Una situazione di discreta agiatezza, la sua, con un lavoro sicuro. Niente disperazione e povertà che ti porta a cercare una vincita come una boccata di ossigeno.
Si inizia anche con la speranza di guadagnare qualche cosa, e «certo con la crisi che c'è, e la città invasa ad ogni angolo dalle occasioni di gioco, chi attraversa difficoltà finanziarie finisce di certo per essere attirato». Ma la dipendenza, dice, è un'altra cosa, contagia ricchi e poveri: «A un certo punto vincere o di perdere diventa secondario. Se vinci, ben venga. Ma l'importante è giocare: questo è il pensiero con il quale ti svegli al mattino».
Ha grattato il suo primo biglietto argentato circa quattro anni fa, «tanto per provare». C'è un momento in cui il dipendente dal gioco non si distingue dal giocatore sociale, cioè chi lo fa per tentare la sorte in compagnia, come si fa con la lotteria a Natale o il Totocalcio coi colleghi d'ufficio, ma senza entrare nel vortice. La differenza si nota però in fretta: «Ho avvertito subito qualcosa cambiava in me - dice - i primi giorni ne giocavo solo per una volta, poi al mattino e alla sera. Poi sempre di più. Sono arrivato a comprare anche 500 gratta e vinci al giorno. A dieci alla volta. Andavo in auto o a casa a grattarli per ripararmi dagli sguardi indiscreti della gente».

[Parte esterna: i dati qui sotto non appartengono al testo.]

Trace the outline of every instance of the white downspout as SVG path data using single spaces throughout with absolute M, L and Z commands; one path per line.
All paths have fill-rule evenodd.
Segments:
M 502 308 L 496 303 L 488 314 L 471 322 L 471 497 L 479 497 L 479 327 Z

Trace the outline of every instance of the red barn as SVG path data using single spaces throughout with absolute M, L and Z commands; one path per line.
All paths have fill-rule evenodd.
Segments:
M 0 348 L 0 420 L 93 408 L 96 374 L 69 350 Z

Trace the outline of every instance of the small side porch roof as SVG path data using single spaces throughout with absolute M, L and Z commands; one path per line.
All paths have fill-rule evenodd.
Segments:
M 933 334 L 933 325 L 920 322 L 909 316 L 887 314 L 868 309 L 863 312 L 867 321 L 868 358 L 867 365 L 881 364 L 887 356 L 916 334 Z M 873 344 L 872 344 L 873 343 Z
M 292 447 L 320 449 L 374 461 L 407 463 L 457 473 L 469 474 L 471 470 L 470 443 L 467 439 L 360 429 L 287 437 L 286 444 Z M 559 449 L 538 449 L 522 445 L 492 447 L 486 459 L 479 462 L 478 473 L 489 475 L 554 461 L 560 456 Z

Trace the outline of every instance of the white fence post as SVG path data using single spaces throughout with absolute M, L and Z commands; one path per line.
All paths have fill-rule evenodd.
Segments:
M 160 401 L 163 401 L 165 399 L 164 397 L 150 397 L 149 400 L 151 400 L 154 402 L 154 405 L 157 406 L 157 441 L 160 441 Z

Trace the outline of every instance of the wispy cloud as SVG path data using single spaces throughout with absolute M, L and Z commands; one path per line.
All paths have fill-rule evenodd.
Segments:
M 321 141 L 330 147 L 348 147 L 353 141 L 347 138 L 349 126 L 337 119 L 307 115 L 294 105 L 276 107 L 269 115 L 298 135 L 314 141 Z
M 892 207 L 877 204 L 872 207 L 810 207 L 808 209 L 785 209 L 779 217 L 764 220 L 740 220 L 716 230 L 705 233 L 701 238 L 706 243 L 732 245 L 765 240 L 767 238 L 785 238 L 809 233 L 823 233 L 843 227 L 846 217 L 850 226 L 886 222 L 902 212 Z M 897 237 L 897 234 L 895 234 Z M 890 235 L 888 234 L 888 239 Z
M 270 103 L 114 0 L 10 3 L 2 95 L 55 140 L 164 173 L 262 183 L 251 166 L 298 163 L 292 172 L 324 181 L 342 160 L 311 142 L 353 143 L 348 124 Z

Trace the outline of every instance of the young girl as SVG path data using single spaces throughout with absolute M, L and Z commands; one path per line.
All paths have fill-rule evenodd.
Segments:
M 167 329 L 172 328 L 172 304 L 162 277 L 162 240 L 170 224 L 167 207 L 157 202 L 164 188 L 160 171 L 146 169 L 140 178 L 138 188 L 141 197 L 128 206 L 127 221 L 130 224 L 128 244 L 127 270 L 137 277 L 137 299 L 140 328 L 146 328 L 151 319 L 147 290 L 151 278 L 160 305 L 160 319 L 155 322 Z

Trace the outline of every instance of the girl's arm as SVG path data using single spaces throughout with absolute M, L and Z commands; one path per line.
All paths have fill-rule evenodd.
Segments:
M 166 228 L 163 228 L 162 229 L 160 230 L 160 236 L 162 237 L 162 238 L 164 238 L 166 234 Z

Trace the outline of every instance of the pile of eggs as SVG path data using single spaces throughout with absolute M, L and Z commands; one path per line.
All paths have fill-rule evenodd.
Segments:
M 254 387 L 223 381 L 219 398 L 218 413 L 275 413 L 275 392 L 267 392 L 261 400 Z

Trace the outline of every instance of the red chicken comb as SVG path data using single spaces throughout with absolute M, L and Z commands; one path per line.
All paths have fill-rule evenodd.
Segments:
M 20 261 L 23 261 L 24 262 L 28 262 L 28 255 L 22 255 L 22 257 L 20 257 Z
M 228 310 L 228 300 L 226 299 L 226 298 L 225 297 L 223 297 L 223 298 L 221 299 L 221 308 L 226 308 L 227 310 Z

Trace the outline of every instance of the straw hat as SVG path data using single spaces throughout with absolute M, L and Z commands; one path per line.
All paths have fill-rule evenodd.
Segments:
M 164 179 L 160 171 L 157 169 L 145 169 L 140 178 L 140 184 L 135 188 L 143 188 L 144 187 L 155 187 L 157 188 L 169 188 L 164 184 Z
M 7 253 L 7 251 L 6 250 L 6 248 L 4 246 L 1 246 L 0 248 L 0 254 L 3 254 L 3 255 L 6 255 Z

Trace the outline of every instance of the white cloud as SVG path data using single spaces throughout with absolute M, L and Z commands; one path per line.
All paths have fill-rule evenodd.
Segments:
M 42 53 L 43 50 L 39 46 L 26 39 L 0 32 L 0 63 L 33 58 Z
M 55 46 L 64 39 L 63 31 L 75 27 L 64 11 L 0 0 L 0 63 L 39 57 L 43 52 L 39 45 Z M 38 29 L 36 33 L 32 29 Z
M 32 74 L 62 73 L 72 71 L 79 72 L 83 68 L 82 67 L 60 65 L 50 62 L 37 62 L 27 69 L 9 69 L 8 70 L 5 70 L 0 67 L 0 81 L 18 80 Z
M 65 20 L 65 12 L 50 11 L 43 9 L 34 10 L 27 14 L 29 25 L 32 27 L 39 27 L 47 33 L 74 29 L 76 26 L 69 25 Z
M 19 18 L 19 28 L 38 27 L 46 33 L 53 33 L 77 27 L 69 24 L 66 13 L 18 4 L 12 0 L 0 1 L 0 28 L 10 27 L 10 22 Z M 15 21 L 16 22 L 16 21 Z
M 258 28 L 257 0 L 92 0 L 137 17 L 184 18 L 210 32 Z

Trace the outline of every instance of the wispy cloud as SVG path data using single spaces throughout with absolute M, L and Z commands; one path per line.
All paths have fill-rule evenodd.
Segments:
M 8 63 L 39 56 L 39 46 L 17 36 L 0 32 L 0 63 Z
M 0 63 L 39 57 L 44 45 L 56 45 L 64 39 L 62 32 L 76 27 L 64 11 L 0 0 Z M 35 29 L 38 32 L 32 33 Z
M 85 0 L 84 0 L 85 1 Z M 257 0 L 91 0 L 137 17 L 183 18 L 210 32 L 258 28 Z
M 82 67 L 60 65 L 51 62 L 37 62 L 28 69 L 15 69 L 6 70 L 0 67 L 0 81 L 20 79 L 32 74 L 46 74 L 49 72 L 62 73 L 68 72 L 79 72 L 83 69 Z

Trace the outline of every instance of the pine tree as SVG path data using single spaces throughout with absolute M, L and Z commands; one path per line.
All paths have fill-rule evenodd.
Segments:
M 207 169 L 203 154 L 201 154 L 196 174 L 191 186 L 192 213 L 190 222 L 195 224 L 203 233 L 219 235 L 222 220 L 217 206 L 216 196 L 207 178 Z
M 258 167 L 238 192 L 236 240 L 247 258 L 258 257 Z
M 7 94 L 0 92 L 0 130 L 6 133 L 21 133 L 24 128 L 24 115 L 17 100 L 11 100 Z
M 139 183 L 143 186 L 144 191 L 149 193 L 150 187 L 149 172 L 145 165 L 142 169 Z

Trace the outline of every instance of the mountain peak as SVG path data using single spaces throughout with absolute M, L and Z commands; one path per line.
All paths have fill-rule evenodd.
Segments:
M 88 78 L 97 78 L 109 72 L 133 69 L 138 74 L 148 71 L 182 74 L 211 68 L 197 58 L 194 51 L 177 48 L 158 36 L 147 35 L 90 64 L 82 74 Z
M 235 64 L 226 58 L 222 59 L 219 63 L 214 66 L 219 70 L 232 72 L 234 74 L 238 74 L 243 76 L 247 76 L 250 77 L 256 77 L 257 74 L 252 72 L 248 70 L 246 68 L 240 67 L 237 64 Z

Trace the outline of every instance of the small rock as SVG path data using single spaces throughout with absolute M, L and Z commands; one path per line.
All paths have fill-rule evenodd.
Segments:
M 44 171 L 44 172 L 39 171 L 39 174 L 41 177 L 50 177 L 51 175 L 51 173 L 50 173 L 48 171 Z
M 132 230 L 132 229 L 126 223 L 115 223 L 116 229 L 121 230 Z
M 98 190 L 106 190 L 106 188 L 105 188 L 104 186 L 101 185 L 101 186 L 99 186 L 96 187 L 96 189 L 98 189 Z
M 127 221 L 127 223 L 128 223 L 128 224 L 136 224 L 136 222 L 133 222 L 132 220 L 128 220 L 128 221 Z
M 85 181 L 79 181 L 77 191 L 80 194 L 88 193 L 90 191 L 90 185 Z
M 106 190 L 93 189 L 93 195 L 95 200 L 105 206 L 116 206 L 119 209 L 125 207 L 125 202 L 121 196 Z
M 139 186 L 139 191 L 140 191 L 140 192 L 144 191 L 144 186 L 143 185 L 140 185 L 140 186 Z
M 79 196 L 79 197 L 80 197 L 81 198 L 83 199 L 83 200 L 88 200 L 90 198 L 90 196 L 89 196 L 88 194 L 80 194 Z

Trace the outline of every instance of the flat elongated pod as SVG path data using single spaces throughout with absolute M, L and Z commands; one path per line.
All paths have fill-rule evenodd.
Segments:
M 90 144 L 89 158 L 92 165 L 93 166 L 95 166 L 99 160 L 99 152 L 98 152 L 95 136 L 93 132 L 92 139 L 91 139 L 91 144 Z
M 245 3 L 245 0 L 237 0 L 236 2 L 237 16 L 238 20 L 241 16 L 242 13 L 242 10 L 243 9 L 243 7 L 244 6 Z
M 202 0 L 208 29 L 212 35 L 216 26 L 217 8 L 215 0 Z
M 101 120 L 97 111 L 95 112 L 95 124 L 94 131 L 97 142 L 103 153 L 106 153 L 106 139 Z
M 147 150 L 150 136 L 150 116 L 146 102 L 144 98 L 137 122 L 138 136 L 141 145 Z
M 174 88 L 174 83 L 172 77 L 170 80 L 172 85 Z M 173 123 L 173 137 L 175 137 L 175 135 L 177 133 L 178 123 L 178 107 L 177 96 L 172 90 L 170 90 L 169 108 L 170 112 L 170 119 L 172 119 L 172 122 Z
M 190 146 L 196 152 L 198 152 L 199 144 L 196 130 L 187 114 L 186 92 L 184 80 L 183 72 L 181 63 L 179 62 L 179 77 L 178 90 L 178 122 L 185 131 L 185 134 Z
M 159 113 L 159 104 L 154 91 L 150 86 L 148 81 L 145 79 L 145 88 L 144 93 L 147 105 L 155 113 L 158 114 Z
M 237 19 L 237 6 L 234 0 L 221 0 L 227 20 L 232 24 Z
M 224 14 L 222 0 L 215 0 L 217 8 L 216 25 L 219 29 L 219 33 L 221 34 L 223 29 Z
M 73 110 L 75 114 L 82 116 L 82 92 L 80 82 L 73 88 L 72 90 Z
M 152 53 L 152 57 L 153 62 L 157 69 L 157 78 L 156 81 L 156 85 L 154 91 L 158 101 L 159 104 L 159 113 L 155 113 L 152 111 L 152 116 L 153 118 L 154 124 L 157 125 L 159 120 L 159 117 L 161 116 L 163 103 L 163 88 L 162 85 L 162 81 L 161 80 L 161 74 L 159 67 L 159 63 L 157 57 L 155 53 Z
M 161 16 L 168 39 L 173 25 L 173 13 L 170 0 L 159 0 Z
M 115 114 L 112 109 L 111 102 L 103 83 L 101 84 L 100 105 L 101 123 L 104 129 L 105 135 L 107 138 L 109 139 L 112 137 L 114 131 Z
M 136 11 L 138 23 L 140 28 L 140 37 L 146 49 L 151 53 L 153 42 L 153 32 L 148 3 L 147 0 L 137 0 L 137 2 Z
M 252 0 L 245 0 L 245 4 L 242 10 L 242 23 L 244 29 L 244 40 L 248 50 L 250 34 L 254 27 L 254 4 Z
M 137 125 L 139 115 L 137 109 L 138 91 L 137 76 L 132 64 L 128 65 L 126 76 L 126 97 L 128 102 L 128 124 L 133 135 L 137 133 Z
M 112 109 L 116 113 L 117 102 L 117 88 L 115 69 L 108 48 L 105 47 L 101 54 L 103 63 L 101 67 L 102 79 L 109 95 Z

A un certo punto i grattini non bastano più. Il ragazzo inizia a giocare a Lotto, Enalotto, ai videopoker, alle scommesse sul calcio: «Diventi dipendente quando dopo un'estrazione fallita tenti subito la giocata successiva e resti nella ricevitoria per aspettarla. Sei come isolato dal mondo, tu e la tua giocata chiusi in una campana di vetro. Non ci metti molto a spendere: metti pure che per una partita il massimo della puntata sia di dieci euro, nulla ti impedisce di fare cinquanta puntate uguali. E se ne vanno 500 euro».
Racconta di essersi fermato solo quando ha bruciato tutto: «I miei soldi erano finiti. A quel punto avrei dovuto rivolgermi a una finanziaria per un prestito, agli strozzini oppure andare a rubare. Ho conosciuto anche chi lo fa». Un giorno si mette a cercare su internet uno di quei gruppi di auto-aiuto nati sull'esempio di quelli storici di alcolisti.
Il gruppo più vicino è a Brescia: ci si trova una volta alla settimana, si mettono in comune esperienze e consigli. Riconosci il problema, chiedi aiuto al gruppo per smettere, un po' alla volta ritorni padrone di te stesso. «C'è gente che è dipendente da 50 anni. Io ho smesso. Ma non posso più avvicinarmi a grattini o altro. Nemmeno giocare alla lotteria». Il fenomeno, dicono i numeri, è in continua espansione. E intanto lo Stato-croupier incassa proventi.